The announcer also pointed out that the organization's focus was on fiscal conservatism. I'm sure they're looking for a candidate who believes in limited government. Does a person who wants to be in government believe in limited government? I think not. Let's call a spade a spade here.
They also like guns and announced an NRA fund-raiser. I have no response to that.
I'll close with a thought that's not from last night's tea party but relevant all the same. Sarah Palin, in her wisdom, has said the Republicans are not going to just be the party of no, they're going to be the party of "hell no." A query to the estimable Mrs. Palin and her kind: What makes you think the voters aren't going to tell you "hell no" in November?


  1. I can't tell from your posting if you were at the DC rally. There was a Mad Hatter there, though his issue was a bit unique. The link below is a confused lady yelling at him.

    In replying to your thought. I think the republican part is mostly assuming the tea party is just going to go with w/e candidate they pick. I've heard numerous speaches where the politicians say the tea party needs to rally behind the republicans or else they will split the vote. And its better to have a republican in the office than for the tea party to stick to their ideals and lose, at least from the position of the republicans it is.

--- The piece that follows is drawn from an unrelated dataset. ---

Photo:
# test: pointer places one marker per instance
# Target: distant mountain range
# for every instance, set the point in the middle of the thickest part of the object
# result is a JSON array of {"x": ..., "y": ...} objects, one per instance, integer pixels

  2. I'm sorry that the rally did not live up to your expectations. Most tea party rallies seem to be a big disappointment for media representative expecting to find what their politicians tell them will be there.

    As someone who is also outside the tea party movement, but looking at it from the right instead of the left, I think it is a subset of people speaking on behalf of a larger group that is frustrated that nobody is listening to them.

    We don't want a party of No just for the sake of saying no, but we do want the people who were elected to represent our views to represent our views. If a bill is being debated that I would not support and no real effort is being made by the bill's sponsors to even consider my views, then I expect my representative to say No in my place (i.e. to represent me). In extreme cases, a hearty Hell No would probably be a fair representation of my views.

    Conservatives are upset with Sen. Bennett because he represents where the Republican party went wrong and lost their base. We can't stand on a platform of conservative values and have one of the biggest pork-barrel spenders in Congress representing our state. (And I use the term "our" loosely.) He represents the break between the terms "Conservative" and "Republican" and people are becoming more and more sensitive to the rift between those two terms these days.

    I'm sorry you missed out on the drama you expected. Please remember, the right doesn't have the long legacy of political protest that the left has in this country, so we're just not that good at it yet.

  3. Hahah. I think it's hysterical that this commenter thinks you're so far to the left. I guess it's all relative.